In general, Freeh said that the questions had not been too numerous, that he was happy to cooperate, and that he thought that his answers had satisfied the committee.
He also told AK Monday evening that the next step was to get a confidentiality agreement with Prosecutor General Andres Parmas, who he said he had both met in person and spoken to on the phone, to add to the one already signed with the financial supervisory authority in Estonia which would satisfy General Data Protection Regulation (GDPR) issues and make the information acceptable to be passed on to prosecutors in the U.S.
Meanwhile Social Democratic Party (SDE) MP and head of the Riigikogu's anti-corruption committee Katri Raik added to Jürgen Ligi's line by expressing concern over the confidential nature of the agreement.
"It is simply not possible for one man to take over, find an office and make a contract it, and as taxpayers we simply have to stump up the three million ourselves without understanding exactly what we are paying this money for, and to whom," Raik told AK Monday.

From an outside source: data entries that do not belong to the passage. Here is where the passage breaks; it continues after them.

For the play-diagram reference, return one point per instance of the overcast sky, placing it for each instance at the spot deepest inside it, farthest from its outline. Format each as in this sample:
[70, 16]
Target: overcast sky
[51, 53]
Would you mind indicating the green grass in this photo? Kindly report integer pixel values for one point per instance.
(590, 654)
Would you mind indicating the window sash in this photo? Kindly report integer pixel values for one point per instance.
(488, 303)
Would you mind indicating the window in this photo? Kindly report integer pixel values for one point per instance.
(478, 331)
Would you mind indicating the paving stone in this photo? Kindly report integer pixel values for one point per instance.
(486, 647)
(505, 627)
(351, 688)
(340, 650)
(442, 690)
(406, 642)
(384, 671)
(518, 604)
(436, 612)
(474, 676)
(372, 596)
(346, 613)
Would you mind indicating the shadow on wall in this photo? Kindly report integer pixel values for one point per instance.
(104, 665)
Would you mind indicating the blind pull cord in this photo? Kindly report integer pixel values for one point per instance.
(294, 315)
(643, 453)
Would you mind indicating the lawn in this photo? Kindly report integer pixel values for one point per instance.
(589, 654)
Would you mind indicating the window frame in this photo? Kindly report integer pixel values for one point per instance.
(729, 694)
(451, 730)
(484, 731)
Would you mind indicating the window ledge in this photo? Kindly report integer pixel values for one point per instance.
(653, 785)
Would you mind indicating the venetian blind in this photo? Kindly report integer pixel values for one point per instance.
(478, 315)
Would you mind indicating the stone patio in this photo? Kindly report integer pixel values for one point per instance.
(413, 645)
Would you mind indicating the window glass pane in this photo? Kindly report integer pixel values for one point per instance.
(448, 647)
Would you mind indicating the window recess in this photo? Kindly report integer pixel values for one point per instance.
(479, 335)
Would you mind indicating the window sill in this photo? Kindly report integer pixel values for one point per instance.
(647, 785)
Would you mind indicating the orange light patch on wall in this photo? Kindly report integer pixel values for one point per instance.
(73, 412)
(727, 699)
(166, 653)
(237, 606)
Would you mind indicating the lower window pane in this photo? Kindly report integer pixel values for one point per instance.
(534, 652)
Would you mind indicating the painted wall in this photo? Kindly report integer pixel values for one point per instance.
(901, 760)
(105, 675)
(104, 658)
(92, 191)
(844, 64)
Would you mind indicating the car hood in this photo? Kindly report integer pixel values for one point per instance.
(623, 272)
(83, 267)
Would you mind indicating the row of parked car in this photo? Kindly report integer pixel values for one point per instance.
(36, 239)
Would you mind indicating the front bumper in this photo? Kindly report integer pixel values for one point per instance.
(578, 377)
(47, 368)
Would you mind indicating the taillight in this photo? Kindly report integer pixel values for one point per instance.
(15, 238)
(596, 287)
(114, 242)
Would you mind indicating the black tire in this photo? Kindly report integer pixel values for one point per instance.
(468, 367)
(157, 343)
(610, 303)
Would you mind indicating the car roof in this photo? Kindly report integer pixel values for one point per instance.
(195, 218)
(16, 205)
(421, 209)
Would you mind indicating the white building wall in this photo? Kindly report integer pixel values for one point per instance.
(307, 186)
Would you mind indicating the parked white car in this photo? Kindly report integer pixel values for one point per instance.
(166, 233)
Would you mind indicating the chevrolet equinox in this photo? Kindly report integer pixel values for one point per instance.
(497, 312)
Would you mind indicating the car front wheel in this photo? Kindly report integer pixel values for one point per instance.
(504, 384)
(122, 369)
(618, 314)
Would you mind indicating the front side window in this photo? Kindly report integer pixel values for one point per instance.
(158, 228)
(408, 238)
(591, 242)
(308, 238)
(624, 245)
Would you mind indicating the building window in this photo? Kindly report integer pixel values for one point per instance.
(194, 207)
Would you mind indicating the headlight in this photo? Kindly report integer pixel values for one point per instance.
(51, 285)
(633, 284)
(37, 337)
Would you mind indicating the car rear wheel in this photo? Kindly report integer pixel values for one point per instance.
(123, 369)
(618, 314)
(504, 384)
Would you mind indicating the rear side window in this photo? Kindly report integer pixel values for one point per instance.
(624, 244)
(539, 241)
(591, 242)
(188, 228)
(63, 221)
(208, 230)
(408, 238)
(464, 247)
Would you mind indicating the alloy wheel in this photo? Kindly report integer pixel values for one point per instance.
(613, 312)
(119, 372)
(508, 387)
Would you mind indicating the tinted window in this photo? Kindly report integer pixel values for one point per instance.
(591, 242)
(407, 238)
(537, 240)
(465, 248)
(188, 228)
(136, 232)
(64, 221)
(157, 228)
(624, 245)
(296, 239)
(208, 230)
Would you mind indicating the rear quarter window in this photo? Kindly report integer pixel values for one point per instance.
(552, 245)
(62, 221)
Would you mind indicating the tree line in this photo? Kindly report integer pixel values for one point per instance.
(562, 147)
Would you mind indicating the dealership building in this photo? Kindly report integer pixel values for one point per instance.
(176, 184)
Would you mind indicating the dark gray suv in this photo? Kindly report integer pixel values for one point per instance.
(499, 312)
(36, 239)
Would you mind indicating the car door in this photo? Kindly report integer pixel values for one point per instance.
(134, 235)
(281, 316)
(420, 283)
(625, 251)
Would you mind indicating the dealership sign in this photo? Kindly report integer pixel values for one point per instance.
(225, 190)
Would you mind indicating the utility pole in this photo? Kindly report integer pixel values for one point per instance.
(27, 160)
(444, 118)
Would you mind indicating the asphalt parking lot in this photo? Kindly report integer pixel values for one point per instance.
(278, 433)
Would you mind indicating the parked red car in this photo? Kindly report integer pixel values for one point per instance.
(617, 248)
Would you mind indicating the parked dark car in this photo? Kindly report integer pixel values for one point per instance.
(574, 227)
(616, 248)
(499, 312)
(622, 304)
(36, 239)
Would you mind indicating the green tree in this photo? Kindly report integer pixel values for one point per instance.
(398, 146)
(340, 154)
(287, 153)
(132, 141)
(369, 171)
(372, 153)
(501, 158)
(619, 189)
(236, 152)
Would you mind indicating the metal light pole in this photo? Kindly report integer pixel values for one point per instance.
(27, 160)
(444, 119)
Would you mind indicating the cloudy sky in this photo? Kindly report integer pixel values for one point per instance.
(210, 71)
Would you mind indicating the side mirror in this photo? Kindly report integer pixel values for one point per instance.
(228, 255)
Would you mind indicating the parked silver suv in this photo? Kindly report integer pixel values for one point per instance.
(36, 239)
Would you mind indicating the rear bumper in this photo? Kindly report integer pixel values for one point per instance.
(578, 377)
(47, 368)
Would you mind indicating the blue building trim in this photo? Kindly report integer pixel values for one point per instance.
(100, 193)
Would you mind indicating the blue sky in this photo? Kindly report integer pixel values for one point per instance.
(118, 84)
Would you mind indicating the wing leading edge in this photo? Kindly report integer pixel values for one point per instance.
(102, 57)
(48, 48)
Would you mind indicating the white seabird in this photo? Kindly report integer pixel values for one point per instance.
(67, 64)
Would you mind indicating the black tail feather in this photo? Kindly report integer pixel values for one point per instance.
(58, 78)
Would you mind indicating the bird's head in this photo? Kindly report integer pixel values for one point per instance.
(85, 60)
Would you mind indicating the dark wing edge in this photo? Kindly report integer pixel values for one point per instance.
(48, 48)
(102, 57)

Criticisms of the deal had also revolved around confidentiality and the use of taxpayer funds, as well as Martin Helme allegedly acting unilaterally in the deal, and questions about the procurement process when Freeh, Sporkin & Sullivan was hired (two other law firms had reportedly been in the late running – ed.).
Jürgen Ligi and Katri Raik are both opposition MPs, Helme's party, EKRE, is in office, together with Center and Isamaa.